Hey guys! Today, we're diving into how to set up an OpenVPN server on OpenWrt using LuCI, the web interface. Setting up a VPN can seem daunting, but with OpenWrt and LuCI, it becomes a whole lot easier. Whether you're looking to secure your home network, bypass geo-restrictions, or just want an extra layer of privacy, this guide will walk you through the process step by step. So, grab your coffee, and let’s get started!

Why Use OpenVPN on OpenWrt?

Before we jump into the setup, let’s quickly cover why you might want to use OpenVPN on OpenWrt. OpenWrt is a fantastic open-source firmware that can turn your router into a powerhouse of customization.

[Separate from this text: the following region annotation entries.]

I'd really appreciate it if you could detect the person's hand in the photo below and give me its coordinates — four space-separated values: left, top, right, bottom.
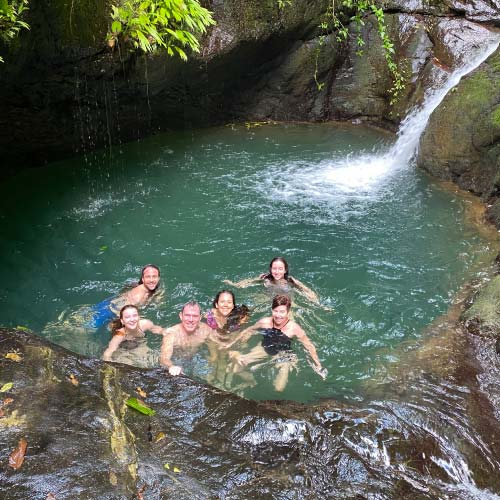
313 365 328 380
227 351 248 366
168 365 182 377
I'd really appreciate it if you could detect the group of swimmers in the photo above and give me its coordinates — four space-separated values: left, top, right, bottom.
97 257 326 391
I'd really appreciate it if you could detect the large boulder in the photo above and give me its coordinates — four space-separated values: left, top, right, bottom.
417 45 500 202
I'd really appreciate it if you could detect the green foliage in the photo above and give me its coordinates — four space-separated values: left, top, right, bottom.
327 0 405 104
0 0 29 62
125 398 156 415
108 0 215 60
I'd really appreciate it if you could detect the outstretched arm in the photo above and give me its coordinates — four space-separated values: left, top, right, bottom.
141 319 168 335
102 334 125 361
224 318 265 349
295 325 326 379
160 333 182 375
223 275 263 288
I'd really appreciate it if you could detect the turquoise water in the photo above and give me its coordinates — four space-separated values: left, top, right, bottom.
0 124 494 401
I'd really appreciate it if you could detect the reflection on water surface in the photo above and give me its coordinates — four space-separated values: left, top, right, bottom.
0 125 494 401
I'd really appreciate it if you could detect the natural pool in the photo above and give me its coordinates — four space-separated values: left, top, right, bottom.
0 124 495 401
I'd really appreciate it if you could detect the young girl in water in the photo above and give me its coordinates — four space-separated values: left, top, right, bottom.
224 257 320 305
102 304 166 366
205 290 249 340
228 295 326 392
86 264 160 329
205 290 250 385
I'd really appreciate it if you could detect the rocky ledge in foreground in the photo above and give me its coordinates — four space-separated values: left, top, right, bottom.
0 322 500 500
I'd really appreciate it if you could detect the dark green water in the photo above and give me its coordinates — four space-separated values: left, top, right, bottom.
0 125 494 401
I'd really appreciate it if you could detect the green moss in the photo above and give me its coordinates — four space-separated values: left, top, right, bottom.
490 106 500 127
462 276 500 328
44 0 111 47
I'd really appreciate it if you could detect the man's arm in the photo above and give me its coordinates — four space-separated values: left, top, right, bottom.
160 332 182 375
295 324 326 379
102 334 125 361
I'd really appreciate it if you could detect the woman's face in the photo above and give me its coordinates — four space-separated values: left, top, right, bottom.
142 267 160 292
272 306 288 328
215 293 234 317
121 307 139 330
271 260 286 281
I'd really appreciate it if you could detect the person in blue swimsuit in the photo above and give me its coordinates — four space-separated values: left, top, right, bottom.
227 295 326 392
82 264 160 329
102 304 166 366
224 257 320 305
205 290 250 336
44 264 162 338
204 290 250 386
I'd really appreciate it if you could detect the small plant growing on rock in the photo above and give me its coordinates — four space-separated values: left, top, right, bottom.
108 0 215 60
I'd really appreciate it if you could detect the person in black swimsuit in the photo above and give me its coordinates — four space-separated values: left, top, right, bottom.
228 295 326 392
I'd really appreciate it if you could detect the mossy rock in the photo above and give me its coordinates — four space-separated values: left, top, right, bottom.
461 276 500 338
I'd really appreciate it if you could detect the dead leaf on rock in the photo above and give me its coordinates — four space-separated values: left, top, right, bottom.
0 382 14 392
137 485 146 500
5 352 23 362
109 471 118 486
135 387 148 398
9 438 28 470
155 432 167 443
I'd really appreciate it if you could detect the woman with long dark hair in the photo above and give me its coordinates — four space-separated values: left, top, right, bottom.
224 257 320 305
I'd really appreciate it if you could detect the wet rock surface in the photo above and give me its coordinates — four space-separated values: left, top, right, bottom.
0 329 500 500
0 0 498 182
417 43 500 209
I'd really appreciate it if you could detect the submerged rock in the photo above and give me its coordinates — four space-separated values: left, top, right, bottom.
417 46 500 210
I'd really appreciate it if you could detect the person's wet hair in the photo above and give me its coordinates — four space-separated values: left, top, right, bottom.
212 290 236 307
221 304 250 334
271 295 292 311
181 300 201 314
264 257 292 281
137 264 161 296
109 304 139 335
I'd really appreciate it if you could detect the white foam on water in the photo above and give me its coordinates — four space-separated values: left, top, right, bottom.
256 33 499 205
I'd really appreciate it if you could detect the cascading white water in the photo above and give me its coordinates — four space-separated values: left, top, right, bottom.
390 33 499 165
259 32 500 205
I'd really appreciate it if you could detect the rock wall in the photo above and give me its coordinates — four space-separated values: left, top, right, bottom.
0 0 500 207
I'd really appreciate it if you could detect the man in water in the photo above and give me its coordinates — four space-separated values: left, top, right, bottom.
160 302 213 375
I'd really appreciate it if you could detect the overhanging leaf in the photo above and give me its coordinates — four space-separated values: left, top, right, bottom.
126 398 156 415
9 438 28 470
0 382 14 392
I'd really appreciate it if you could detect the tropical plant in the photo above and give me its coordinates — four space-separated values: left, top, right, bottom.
0 0 29 62
108 0 215 60
330 0 405 104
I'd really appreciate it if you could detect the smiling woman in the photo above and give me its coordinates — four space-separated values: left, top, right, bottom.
224 257 320 304
0 124 498 401
102 304 165 365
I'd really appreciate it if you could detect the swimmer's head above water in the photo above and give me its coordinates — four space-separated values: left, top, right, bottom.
264 257 289 281
138 264 160 295
271 295 292 311
110 304 140 335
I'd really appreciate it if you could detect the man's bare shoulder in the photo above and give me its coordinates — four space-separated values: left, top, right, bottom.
198 323 215 336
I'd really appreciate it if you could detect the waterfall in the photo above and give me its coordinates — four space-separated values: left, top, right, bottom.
257 32 500 206
386 34 499 165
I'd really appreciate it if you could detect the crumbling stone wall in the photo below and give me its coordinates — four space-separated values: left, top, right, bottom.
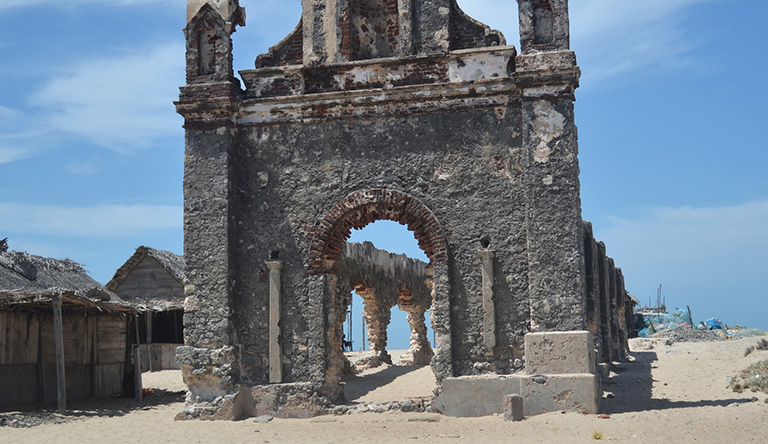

OpenVPN is a robust and highly configurable VPN protocol, known for its security and reliability. Combining these two gives you a secure, private tunnel for your internet traffic directly from your router.

• Security: OpenVPN uses strong encryption to protect your data from prying eyes.
• Privacy: By routing your traffic through a VPN server, you can mask your IP address and location.
• Access Geo-Restricted Content: Bypass regional restrictions and access content from anywhere in the world.
• Secure Public Wi-Fi: Protect your data when using public Wi-Fi networks.
• Centralized VPN: Secure all devices on your home network without needing to install VPN software on each device.

Prerequisites

Before beginning, make sure you have the following:

• An OpenWrt Router: Obviously! Make sure it's flashed with the latest version of OpenWrt.
• LuCI Installed: LuCI is the web interface for OpenWrt. If you don't have it, you’ll need to install it via the command line.
• Internet Connection: A stable internet connection for your router.
• Basic Networking Knowledge: A general understanding of IP addresses, subnets, and routing will be helpful.

Step-by-Step Guide to Setting Up OpenVPN on OpenWrt with LuCI

Step 1: Install the Necessary Packages

First things first, we need to install the OpenVPN packages. Open up your SSH client (like PuTTY on Windows or Terminal on macOS/Linux) and connect to your OpenWrt router. Use the following commands to update the package list and install the required packages:

opkg update
opkg install openvpn-openssl luci-app-openvpn

• opkg update: This command updates the list of available packages. It's always a good idea to run this before installing anything.
• opkg install openvpn-openssl: This installs the OpenVPN package with OpenSSL support, which is crucial for encryption.
• luci-app-openvpn: This installs the LuCI app, which provides a web interface for configuring OpenVPN. This is what makes the whole process user-friendly.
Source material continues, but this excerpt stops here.